Why was this necessary? High trip volume caused Uber’s corresponding table to outgrow the limitations of a single PostgreSQL database. A new design was needed to accommodate more information. This complete redesign of Uber’s trip model (how we define what a trip is) meant refactoring the existing codebase. The effort lasted several weeks and included engineers across multiple teams, including involvement from the company’s hands-on CTO & Head of Engineering, Thuan Pham.
However, a huge undertaking like this didn’t come without challenges or risks. The more services that depend on each other, the greater the risk a change in one could adversely affect another. You can try to account for as many dependencies as possible, but in a sizable codebase there are hundreds (if not thousands) of them to keep track of, which can change on a weekly basis with each additional update.
Keeping that in mind, I made my biggest code change at the company yet. Our new datastore for trips is immutable, so we needed a new way to store changes to a trip’s fare. We decided to move fare adjustment information to a new Postgres table. This involved designing its schema in addition to refactoring the table to read from and write to the new datastore. After two weeks of work, I pushed my change to production on a Friday afternoon. Friday deploys at Uber should only contain critical changes, given that the high traffic sustained over a weekend magnifies any possible bugs.
About an hour after my change had gone live, an on-call engineer had determined that my change resulted in all trip fares displaying $0.00 in the driver app receipt. How did this occur? I correctly modified the behavior of our internal API service, but I didn’t account for the change affecting the behavior of downstream services. Thus, my code created a display bug that would make drivers think they weren’t making any money from the trips they took, right after they completed each trip.
With Uber’s global reach, change spreads quickly. I was mortified to have caused an outage reported by drivers from as far away as Sydney, Australia. Having only been at the company for a few weeks, I was inexperienced with handling problems of that size. How would the whole event play out?
Shortly after the problem was diagnosed, multiple engineers reached out to help. They walked me through coordinating and communicating an emergency deploy to release the fix. After identifying the error through debugging and adding more unit tests, I deployed the fix the next morning. With the receipts properly displaying the right amounts, business returned to a normal state.
Through this event I was able to learn about Uber as an engineering organization. As a recent college graduate starting a software engineering career, my biggest fear is causing a company-wide outage. I did this, but instead of experiencing negative repercussions from my fellow engineers, it was seen as a long term learning experience with a short term cost. After my coworkers helped me out, many of them shared similar experiences of company-wide outages they had caused on their own.

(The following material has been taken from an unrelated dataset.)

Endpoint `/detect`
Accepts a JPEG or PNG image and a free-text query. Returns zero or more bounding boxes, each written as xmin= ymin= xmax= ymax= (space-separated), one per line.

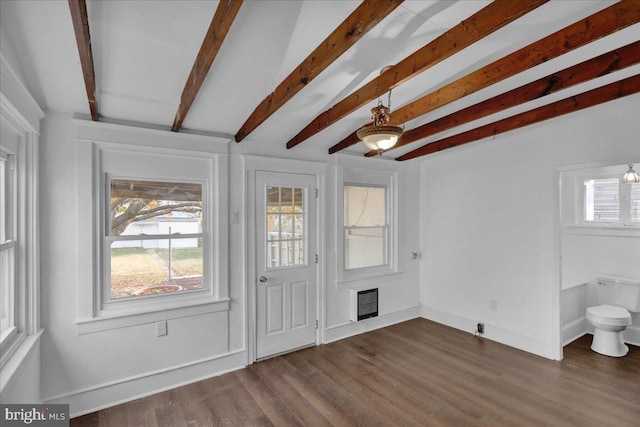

A mishap like this not only demonstrated the significance of the code I was working on, but also exposed me to the true character of our engineering organization. I was able to turn a mistake into a learning opportunity where I grew as an engineer.
I learned about the importance of communicating the effects of a code change at a rapidly changing company — and ultimately of the inevitability that working with complex systems will result in breakages. I’m lucky I had engineers to lend a helping hand, and I’m happy to pay it forward to the next nUber I find in need.